Ludwig Tessnow | |
---|---|
Born | Prussia | 15 February 1872
Died | 1904 (aged 31/32) Greifswald Prison, Greifswald, German Empire |
Cause of death | Execution by guillotine |
Other names | The Monster of Rügen The Mad Carpenter of Rügen |
Criminal status | Executed |
Conviction(s) | Murder (2 counts) |
Criminal penalty | Death |
Details | |
Victims | 4 |
Span of crimes | 1898–1901 |
Country | Germany |
State(s) | Lower Saxony, Mecklenburg-Vorpommern |
Date apprehended | 2 July 1901 |
Ludwig Tessnow (15 February 1872 – ca. 1904) was a German serial killer known as the Monster of Rügen and the Mad Carpenter of Rügen, who murdered four prepubescent children in two separate attacks in 1898 and 1901.[1]

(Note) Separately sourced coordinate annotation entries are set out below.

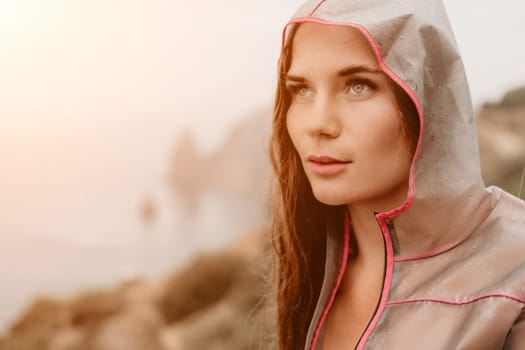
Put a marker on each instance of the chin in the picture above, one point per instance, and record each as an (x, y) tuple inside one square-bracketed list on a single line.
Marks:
[(332, 197)]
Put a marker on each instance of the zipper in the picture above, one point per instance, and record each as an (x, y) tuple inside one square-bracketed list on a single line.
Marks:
[(380, 294), (387, 281), (388, 251)]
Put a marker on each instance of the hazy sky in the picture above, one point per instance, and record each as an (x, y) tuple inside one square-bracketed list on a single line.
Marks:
[(96, 92), (200, 63)]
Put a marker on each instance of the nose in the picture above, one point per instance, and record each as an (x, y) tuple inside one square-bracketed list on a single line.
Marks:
[(324, 119)]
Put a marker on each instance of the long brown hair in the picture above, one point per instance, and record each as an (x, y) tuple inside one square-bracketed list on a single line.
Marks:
[(299, 219)]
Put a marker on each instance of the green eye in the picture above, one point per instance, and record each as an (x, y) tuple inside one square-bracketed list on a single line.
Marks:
[(359, 88)]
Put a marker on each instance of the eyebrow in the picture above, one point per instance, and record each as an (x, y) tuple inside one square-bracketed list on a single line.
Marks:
[(342, 73)]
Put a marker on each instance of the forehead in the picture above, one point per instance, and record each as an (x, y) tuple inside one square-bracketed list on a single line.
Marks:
[(330, 46)]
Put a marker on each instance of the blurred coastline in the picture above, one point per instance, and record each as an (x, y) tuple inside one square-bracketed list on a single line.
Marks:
[(209, 203)]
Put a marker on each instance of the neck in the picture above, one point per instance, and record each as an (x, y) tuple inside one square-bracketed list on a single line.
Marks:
[(367, 233)]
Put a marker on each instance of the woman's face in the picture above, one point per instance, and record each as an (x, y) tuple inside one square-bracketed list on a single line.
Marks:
[(344, 120)]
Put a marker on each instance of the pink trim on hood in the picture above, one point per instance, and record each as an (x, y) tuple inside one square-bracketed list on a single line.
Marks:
[(382, 217), (390, 73)]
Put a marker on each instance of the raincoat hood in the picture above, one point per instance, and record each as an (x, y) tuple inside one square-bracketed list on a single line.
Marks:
[(454, 268), (414, 45)]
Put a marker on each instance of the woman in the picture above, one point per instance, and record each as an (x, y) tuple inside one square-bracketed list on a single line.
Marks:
[(384, 234)]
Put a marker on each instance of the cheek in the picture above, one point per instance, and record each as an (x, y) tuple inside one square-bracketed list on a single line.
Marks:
[(293, 129)]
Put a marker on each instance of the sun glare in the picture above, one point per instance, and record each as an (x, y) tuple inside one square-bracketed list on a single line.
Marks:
[(10, 13)]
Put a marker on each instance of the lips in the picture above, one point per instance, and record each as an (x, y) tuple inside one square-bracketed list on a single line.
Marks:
[(325, 165)]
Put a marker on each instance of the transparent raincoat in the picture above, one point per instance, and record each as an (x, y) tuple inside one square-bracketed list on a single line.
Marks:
[(455, 251)]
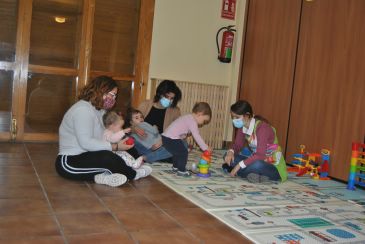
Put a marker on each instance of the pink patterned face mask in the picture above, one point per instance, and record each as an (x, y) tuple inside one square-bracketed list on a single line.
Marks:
[(108, 102)]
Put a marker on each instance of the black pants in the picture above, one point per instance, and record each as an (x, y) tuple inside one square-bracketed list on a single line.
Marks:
[(86, 165), (178, 151)]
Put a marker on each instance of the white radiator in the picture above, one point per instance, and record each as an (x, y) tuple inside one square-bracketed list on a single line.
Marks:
[(216, 96)]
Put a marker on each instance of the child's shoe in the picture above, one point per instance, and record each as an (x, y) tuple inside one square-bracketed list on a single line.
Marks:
[(113, 180), (143, 171), (183, 173), (137, 163), (253, 178)]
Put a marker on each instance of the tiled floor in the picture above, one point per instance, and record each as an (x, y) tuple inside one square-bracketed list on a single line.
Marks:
[(38, 206)]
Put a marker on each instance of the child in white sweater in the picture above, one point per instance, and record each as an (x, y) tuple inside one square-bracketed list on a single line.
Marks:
[(174, 135), (114, 133)]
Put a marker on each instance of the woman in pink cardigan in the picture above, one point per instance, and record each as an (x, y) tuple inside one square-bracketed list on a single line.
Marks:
[(255, 154), (161, 111)]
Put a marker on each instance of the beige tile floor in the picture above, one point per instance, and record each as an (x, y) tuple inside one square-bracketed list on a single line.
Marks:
[(38, 206)]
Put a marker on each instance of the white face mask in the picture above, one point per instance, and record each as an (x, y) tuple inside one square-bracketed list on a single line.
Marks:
[(238, 123), (165, 102)]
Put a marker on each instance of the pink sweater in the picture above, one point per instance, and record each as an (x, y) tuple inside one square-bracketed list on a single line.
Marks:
[(113, 137), (265, 136), (180, 128)]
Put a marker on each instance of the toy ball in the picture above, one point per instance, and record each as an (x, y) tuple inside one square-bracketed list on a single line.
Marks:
[(202, 161), (129, 141), (205, 158)]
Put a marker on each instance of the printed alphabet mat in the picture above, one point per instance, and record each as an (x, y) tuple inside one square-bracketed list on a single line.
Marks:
[(300, 210)]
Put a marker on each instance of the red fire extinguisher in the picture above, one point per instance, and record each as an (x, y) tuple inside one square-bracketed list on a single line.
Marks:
[(225, 53)]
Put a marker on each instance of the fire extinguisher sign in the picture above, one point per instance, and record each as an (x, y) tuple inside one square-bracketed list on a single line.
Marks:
[(228, 9)]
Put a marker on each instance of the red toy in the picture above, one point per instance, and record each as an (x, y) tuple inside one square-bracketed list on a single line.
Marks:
[(130, 141)]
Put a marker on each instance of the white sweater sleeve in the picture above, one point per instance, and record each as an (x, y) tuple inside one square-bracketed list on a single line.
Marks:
[(88, 137), (82, 130)]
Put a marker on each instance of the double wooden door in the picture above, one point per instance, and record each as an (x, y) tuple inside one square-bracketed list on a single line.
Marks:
[(303, 69), (49, 49)]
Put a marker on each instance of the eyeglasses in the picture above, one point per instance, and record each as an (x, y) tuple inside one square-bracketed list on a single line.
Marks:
[(170, 97), (113, 95)]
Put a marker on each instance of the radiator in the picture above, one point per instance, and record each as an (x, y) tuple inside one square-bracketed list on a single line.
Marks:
[(216, 96)]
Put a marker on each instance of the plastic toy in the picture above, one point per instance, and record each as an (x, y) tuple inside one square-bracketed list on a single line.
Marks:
[(129, 141), (314, 164), (357, 167), (204, 164)]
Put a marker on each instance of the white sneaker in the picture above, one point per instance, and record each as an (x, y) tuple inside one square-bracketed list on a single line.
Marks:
[(137, 163), (143, 171), (110, 179)]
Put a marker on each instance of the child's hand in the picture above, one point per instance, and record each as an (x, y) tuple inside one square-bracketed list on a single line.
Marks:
[(235, 170), (157, 145), (229, 157), (140, 132), (122, 146)]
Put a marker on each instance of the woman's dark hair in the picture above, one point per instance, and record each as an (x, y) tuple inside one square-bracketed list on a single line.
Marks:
[(94, 91), (110, 117), (167, 86), (128, 118), (242, 107)]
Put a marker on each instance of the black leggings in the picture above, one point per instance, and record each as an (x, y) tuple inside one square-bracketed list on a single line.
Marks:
[(88, 164), (178, 151)]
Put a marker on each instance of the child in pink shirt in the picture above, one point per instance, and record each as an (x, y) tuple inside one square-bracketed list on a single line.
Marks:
[(174, 135), (114, 133)]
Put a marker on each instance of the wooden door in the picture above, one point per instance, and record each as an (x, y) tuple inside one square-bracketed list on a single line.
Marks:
[(50, 49), (269, 58), (328, 97)]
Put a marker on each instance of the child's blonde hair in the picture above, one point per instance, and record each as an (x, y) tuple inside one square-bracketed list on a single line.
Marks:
[(110, 117), (204, 108)]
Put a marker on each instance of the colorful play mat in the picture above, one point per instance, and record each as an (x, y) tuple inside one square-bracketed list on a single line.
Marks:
[(300, 210)]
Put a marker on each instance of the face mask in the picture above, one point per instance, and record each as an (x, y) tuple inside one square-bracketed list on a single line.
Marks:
[(108, 103), (165, 102), (238, 123)]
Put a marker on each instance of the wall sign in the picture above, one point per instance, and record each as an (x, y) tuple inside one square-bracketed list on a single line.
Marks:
[(228, 9)]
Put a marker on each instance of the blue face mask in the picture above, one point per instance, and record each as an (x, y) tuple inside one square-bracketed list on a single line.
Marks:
[(238, 123), (165, 102)]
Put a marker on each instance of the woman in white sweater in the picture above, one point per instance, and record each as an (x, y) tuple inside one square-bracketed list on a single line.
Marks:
[(83, 155)]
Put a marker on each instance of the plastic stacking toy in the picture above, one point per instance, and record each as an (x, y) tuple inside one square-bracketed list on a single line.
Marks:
[(204, 164), (357, 166), (129, 141)]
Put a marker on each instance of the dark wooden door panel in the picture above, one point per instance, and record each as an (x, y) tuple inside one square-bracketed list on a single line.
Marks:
[(328, 96), (269, 59)]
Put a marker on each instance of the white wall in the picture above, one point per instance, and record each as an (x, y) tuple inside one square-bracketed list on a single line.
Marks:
[(184, 44)]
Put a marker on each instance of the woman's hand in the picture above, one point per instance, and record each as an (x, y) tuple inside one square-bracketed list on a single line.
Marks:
[(127, 130), (229, 157), (235, 170), (157, 145), (124, 147), (140, 132)]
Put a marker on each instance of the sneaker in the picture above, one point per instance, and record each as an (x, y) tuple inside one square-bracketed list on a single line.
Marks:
[(253, 178), (113, 180), (137, 163), (227, 168), (183, 173), (174, 169), (143, 171), (264, 179)]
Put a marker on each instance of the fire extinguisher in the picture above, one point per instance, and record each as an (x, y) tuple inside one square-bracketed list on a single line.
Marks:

Due to advances in forensic science, by 1901, biologists were able to determine whether the origins of stains recovered from crime scenes or upon a suspect's body or clothing were blood, and whether the bloodstains originated from a human or animal source.[2]: 51-52 Consequently, although investigators had been unable to prove extensive staining found upon Tessnow's clothing following his 1898 murders was wood dye, as he had claimed, or human blood, by the time he committed his 1901 murders, pioneering precipitin testing enabled investigators to prove his clothing had been extensively stained with both human and animal blood, despite his claims to the contrary. This forensic testing ultimately proved Tessnow's guilt.[3]: 202
The tests conducted by biologist Paul Uhlenhuth upon Tessnow's clothing proved to be the first instance in which the forensic analysis of bloodstains was used in the conviction of a criminal.[4]